Before the game, Gottlieb said that what makes them good is “this ability to sort of juxtapose joy and a looseness and a bit of a freedom with an urgency. Winning is really hard, especially at this point of the year. I think it takes those two things.”
Gottlieb continued, “I think it’s allowed us to play without the weight of the world on our shoulders, allowed underdogs to focus on what it takes to get a game won. That’s a lot of grit and toughness, but at the same time, if you’re playing stressed, that doesn’t work either. I do think that’s been some of our secret sauce, so to speak, is we’re able to do both things at once.”
Emblematic of that balance, Forbes had a ton of fun, but she also was the controlled, high-IQ, vocal leader she always was for her team. She is so smart and full of wisdom in her leadership that Watkins likened her to Yoda.
“She’s just super smart,” Watkins elaborated. “She’s always just encouraging me and really speaking to me in times when I need it during the game. So she’s just a great leader and I’m just glad to have that type of leadership my first year.”

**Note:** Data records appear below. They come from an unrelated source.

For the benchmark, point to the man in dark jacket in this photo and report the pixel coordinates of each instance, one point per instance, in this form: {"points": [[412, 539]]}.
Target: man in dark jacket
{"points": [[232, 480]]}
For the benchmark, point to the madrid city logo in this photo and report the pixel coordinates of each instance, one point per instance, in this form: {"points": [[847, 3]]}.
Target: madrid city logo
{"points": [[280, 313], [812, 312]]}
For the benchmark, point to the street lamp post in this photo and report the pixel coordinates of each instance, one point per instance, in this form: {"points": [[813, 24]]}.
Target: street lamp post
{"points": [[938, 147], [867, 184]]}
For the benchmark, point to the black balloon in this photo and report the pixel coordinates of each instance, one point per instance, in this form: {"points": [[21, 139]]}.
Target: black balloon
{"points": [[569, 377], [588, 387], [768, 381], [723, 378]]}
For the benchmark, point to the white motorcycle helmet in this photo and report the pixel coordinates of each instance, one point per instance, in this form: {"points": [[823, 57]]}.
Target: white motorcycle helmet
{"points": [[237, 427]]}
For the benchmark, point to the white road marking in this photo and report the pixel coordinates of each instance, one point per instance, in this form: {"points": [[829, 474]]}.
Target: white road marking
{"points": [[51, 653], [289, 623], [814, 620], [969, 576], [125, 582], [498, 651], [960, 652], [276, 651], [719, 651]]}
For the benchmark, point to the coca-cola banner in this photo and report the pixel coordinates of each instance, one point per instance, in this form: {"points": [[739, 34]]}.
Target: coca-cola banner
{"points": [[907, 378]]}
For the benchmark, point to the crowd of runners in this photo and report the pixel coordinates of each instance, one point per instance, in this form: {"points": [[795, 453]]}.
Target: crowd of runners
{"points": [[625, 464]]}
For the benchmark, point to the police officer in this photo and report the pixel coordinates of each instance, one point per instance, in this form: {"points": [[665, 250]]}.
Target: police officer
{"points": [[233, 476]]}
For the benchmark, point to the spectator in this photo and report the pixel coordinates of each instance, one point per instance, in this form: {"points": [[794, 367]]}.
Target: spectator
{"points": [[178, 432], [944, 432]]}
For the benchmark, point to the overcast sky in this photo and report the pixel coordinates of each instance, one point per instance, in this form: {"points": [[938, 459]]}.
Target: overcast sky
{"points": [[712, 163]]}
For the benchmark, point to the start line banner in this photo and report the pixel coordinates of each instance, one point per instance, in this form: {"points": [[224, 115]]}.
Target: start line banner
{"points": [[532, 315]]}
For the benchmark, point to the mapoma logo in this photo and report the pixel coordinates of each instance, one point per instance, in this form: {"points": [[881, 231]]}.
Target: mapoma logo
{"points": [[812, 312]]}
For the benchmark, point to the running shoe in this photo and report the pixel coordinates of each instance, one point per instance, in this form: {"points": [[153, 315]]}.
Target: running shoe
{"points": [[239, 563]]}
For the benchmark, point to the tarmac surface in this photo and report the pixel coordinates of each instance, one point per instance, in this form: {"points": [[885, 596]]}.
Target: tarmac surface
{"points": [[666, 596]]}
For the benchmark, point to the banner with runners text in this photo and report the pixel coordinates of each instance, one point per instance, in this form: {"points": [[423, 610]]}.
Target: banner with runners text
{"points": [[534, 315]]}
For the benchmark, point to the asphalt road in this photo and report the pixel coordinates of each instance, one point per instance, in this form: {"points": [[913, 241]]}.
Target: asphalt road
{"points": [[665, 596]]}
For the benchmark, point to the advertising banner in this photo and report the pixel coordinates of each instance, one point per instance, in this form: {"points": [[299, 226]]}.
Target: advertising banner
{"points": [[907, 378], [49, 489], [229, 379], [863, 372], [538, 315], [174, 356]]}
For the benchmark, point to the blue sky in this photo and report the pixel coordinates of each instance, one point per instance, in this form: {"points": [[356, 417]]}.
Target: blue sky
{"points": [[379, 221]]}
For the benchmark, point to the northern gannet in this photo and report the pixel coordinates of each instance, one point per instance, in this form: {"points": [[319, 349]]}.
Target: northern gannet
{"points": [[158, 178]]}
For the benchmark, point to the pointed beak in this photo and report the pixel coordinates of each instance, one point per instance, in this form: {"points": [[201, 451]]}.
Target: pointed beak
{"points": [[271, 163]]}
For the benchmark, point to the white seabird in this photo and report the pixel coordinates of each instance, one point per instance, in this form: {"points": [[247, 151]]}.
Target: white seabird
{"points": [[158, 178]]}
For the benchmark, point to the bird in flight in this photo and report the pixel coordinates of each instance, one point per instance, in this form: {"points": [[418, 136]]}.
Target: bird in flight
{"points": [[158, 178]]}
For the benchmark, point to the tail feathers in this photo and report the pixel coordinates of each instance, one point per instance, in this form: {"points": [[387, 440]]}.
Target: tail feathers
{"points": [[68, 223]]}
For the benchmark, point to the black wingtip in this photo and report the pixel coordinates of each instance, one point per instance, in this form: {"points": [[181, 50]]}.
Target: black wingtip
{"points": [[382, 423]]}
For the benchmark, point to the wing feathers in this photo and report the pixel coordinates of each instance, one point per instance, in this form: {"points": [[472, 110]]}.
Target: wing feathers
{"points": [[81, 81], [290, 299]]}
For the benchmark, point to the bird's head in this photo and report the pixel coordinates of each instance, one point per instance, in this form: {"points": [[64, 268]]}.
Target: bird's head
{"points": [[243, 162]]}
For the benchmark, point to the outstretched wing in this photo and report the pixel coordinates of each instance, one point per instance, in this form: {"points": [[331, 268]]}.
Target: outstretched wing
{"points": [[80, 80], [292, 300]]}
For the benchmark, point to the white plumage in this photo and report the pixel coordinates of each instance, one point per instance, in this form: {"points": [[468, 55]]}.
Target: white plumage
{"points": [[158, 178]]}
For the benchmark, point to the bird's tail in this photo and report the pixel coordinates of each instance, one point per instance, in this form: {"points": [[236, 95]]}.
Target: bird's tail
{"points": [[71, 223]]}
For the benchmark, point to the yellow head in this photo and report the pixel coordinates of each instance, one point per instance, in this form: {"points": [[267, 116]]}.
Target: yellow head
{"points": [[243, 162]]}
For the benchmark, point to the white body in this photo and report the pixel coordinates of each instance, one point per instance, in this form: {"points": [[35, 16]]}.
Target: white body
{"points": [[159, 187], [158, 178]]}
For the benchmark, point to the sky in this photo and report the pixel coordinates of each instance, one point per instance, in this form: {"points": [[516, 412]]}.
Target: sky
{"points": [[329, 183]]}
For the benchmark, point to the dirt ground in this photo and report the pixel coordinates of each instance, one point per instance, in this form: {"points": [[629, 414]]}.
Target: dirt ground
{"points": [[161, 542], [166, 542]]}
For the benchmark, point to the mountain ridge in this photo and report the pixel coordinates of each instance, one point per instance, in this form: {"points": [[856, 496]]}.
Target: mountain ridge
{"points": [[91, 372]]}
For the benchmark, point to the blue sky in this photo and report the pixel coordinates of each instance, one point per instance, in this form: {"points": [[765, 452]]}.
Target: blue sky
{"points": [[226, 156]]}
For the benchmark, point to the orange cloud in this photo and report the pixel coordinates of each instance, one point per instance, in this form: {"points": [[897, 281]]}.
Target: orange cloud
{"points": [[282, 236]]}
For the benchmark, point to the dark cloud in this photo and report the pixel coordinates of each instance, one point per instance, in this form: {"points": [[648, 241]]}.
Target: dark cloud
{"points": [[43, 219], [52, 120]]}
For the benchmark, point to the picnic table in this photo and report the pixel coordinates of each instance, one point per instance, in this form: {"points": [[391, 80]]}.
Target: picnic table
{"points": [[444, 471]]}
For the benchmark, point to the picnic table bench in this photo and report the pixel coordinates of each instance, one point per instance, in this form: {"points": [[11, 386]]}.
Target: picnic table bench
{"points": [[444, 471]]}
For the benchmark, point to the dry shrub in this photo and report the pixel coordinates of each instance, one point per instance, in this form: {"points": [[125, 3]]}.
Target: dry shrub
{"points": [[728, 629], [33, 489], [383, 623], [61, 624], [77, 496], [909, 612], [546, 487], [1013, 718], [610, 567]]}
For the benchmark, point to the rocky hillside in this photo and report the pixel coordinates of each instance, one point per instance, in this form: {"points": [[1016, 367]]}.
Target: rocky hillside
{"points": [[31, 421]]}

Rayah Marshall had her teammates and the room all laughing and joining in their joy as she apologized for swearing when quoting JuJu Watkins and explained how she called in her “inner JuJu” to take the win-sealing free throw after not trying at all to be the player fouled.
Rebounding battle
Heading into this matchup Baylor was 21-1 when outrebounding their opponents. On Saturday, they pulled down 44 rebounds to USC’s 41, just beating them on the boards.
“You know, to out-rebound a team that has more size than us at absolutely every position, I thought we were relentless on the boards,” head coach Nicki Collen commended her team post-game.
Unfortunately for the Bears, they couldn’t get those rebounds in what were perhaps the most key moments.
With 30 seconds left in a two-point game, the Bears forced Kaitlyn Davis to miss a layup but the Trojans crashed the glass just well enough. They didn’t allow Baylor a clean rebound and were able to retain possession on the out-of-bounds.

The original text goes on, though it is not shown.